Obwohl das Ende nun schon so lange her ist, ist mein Vertrauen in meine Instinkte nicht zurück gekehrt. Ich stehe völlig ratlos vor diesem Phänomen. Ich kann zwar immer noch analytisch alles einordnen, was mir begegnet, aber ich vertraue mir nicht mehr.
Hinzu kommt, dass ich eine steigende Abneigung gegen Gesellschaft (insb. von Männern, egal ob Verwandte, Freunde, Bekannte, Kollegen .. ) entwickele.
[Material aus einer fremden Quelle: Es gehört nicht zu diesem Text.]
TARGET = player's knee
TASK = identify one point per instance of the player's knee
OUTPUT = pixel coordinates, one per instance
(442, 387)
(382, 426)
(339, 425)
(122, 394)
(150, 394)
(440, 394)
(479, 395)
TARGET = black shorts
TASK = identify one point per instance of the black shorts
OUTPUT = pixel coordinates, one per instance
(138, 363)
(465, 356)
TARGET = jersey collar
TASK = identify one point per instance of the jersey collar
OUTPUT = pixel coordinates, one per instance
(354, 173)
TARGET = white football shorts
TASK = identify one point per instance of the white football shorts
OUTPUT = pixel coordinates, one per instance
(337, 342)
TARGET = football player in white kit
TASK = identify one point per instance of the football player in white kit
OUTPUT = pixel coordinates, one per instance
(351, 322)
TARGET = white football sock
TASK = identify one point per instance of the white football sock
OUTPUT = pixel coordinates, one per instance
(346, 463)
Das finde ich nicht schlimm, so lange ich damit zufrieden bin, aber mir ist klar, dass das irgendwann kippen wird.
Das heißt nun nicht, dass ich im partnerschaftlichen Sinn an Frauen interessiert bin. Ich bin im partnerschaftlichen Sinn an gar nichts interessiert. Und bei der kleinsten Avance fühle ich mich schon belästigt (nicht sechsuell sondern in meiner Ruhe und Unabhängigkeit), weil daran Erwartungen geknüpft sind und ich niemandes Erwartungen erfüllen will.
Ich finde diese Entwicklung erschreckend und so sehr ich meine Sensibilität auch früher oft verflucht habe, weil sie sehr Kräfte zehrend war und ich Abgrenzung von den Stimmungen anderer erst lernen musste, so sehr wünsche ich mir heute, sie wäre wieder die Bank, die ich mal hatte.
Ich finde diese Entwicklung erschreckend, denn wenn der beste Freund nicht mehr als der beste Freund sondern "nur noch" als Mann und damit mit Ablehnung wahrgenommen wird, ist irgendetwas ganz und gar nicht im Lot.
Nein, zu diesem Zeitpunkt werde ich keine Therapie machen. Aber ich behalte das sehr wachsam im Auge.
Und ja: nach außen ist alles Trallalla bzw. wird es von außen so wahrgenommen. Kein Problem mit Menschen, mit Smalltalk usw.